KUALA LUMPUR, March 23 – Khairy Jamaluddin explained that the Health Ministry’s proposal to ban tobacco and vape for anyone born after 2005 is aimed at protecting the health of future generations, not to threaten them.
The health minister said the proposed legislation — which prohibits the sale of cigarettes, vape, electronic cigarettes, cigars, shisha, and other smoking products for anyone born from January 1, 2005 — will be tabled in the upcoming Parliament meeting.
The Ministry of Health (MOH) also plans to table the new Tobacco and Smoking Control Bill in the Dewan Rakyat special select committee on health, science and innovation that is chaired by Bandar Kuching MP Dr Kelvin Yii.
Khairy told Gopeng MP Dr Lee Boon Chye and Bintulu MP Tiong King Sing in a written parliamentary reply today that MOH’s proposed cohort smoking ban will only affect those who turn 18 next year, the current legal age for smoking.

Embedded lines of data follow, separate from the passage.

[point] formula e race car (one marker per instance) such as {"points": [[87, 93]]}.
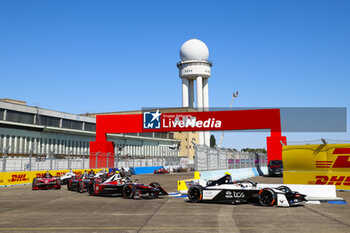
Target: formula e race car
{"points": [[244, 192], [80, 183], [117, 186], [46, 182]]}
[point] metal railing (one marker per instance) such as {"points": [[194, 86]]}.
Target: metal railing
{"points": [[53, 161]]}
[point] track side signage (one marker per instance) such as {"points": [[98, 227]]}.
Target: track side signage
{"points": [[317, 164]]}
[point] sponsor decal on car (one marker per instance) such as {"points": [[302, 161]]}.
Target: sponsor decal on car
{"points": [[157, 120], [331, 180]]}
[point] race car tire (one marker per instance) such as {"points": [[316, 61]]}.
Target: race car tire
{"points": [[284, 189], [129, 191], [58, 182], [267, 197], [91, 189], [155, 185], [195, 193]]}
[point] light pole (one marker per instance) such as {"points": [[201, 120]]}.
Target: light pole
{"points": [[235, 95]]}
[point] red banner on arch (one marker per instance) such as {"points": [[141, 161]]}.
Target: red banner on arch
{"points": [[156, 121]]}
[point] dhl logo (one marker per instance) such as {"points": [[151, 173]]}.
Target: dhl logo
{"points": [[18, 177], [333, 180], [342, 161]]}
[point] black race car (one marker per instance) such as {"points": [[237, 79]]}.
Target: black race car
{"points": [[118, 186], [80, 183], [275, 168], [244, 192]]}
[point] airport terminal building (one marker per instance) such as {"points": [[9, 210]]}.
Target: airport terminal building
{"points": [[27, 129]]}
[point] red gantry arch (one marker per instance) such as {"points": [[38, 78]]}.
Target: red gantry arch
{"points": [[188, 121]]}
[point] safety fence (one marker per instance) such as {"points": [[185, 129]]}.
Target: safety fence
{"points": [[39, 162], [207, 159]]}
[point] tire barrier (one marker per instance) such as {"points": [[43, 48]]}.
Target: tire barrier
{"points": [[325, 164], [19, 178]]}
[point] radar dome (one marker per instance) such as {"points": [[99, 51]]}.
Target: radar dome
{"points": [[194, 50]]}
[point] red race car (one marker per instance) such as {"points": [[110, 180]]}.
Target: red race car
{"points": [[161, 170], [118, 186], [46, 181]]}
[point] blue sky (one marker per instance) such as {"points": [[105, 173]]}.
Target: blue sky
{"points": [[98, 56]]}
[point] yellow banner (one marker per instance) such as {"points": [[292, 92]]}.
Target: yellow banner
{"points": [[15, 178], [325, 164]]}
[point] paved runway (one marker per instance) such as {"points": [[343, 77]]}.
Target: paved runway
{"points": [[24, 210]]}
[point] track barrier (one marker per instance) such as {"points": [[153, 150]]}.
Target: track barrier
{"points": [[18, 178], [321, 164], [202, 177]]}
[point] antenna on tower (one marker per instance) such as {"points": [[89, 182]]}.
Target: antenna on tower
{"points": [[235, 95]]}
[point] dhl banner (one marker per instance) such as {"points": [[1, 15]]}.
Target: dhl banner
{"points": [[325, 164], [15, 178]]}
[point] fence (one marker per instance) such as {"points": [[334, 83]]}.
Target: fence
{"points": [[52, 161], [207, 159]]}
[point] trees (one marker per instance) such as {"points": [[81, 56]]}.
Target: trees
{"points": [[212, 141]]}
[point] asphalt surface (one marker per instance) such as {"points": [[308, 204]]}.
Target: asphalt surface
{"points": [[24, 210]]}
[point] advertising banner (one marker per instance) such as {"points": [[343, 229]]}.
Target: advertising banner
{"points": [[16, 178], [325, 164]]}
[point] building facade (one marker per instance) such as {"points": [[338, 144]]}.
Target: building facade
{"points": [[185, 139]]}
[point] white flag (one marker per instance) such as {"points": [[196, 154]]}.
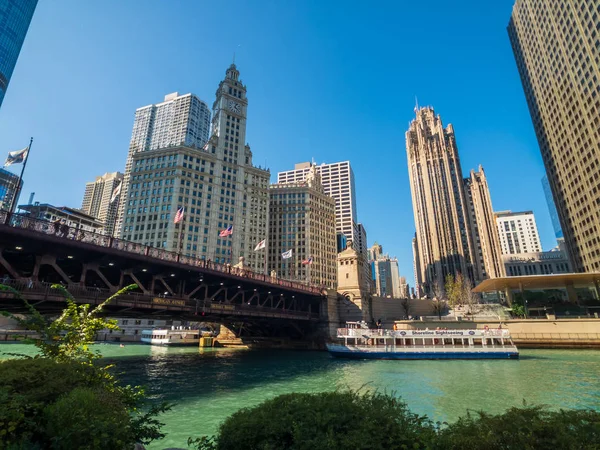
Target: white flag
{"points": [[262, 244], [16, 157], [116, 192]]}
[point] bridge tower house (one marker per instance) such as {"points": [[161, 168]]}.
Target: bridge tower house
{"points": [[354, 295]]}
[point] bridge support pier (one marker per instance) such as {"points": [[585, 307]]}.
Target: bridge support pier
{"points": [[8, 266]]}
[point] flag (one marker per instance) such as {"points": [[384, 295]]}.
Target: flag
{"points": [[16, 157], [179, 215], [262, 244], [227, 231], [116, 192]]}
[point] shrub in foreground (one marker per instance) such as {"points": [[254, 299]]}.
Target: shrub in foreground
{"points": [[331, 420], [348, 420], [527, 428], [64, 398]]}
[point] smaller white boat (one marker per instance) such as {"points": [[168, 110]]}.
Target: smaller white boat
{"points": [[171, 337], [359, 342]]}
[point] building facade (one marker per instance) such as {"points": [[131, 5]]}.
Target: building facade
{"points": [[556, 49], [385, 275], [302, 219], [9, 188], [486, 242], [180, 120], [536, 263], [98, 199], [342, 242], [63, 215], [418, 289], [552, 209], [15, 17], [217, 186], [338, 182], [453, 216], [518, 232]]}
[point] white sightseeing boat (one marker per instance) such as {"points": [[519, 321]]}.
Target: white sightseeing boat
{"points": [[172, 337], [356, 341]]}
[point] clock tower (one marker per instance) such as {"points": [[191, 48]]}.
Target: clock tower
{"points": [[240, 195], [229, 116]]}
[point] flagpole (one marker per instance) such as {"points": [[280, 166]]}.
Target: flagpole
{"points": [[181, 233], [19, 185], [265, 249]]}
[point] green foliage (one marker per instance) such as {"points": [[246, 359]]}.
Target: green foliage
{"points": [[454, 289], [88, 419], [26, 387], [439, 307], [69, 336], [527, 428], [48, 401], [332, 420], [348, 420], [518, 310]]}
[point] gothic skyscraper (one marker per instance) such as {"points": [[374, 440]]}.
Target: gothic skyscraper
{"points": [[450, 212]]}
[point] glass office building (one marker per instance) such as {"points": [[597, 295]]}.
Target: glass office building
{"points": [[15, 16]]}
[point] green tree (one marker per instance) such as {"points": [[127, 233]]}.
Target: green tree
{"points": [[329, 420], [454, 289], [438, 307], [527, 428], [469, 298], [64, 345]]}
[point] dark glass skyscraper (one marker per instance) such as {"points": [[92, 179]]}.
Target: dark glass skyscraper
{"points": [[15, 16], [552, 208], [557, 50]]}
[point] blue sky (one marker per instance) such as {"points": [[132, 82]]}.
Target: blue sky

“Therefore, those who are still under the age of 18 years are currently subject to prohibitions on [tobacco] possession, sale, and acts of smoking. Thus, there is no issue of ‘threats’ in this issue.”
Khairy said the percentage of smoking among youths did not show a significant decline. On the contrary, he said there has been an increase in the use of next generation smoking products such as electronic cigarettes or vape, which are more appealing to users.
Given this context, the government has decided not only to tighten controls on all smoking products, including vape, but to implement a generation ban on children born from January 1, 2005, to ensure that future generations can live healthily.
“The MOH has thoroughly looked into and conducted research on this matter. The results show that through continuing education at the school level, strict control, and the banning of smoking products, including electronic cigarettes and vape, on the generation born from January 1, 2005, will provide cost savings to the national economy and produce more productive people,” Khairy said.
The MOH has partnered with several other ministries and government agencies to educate children as young as age six on the dangers of cigarette smoking, Khairy said.
This includes the Oral Health Without Cigarette Smoking (KOTAK) programme that screens and offers interventions for smoking cessation and treatment for primary and secondary school children. University-level mQuit services are provided at the tertiary education stage.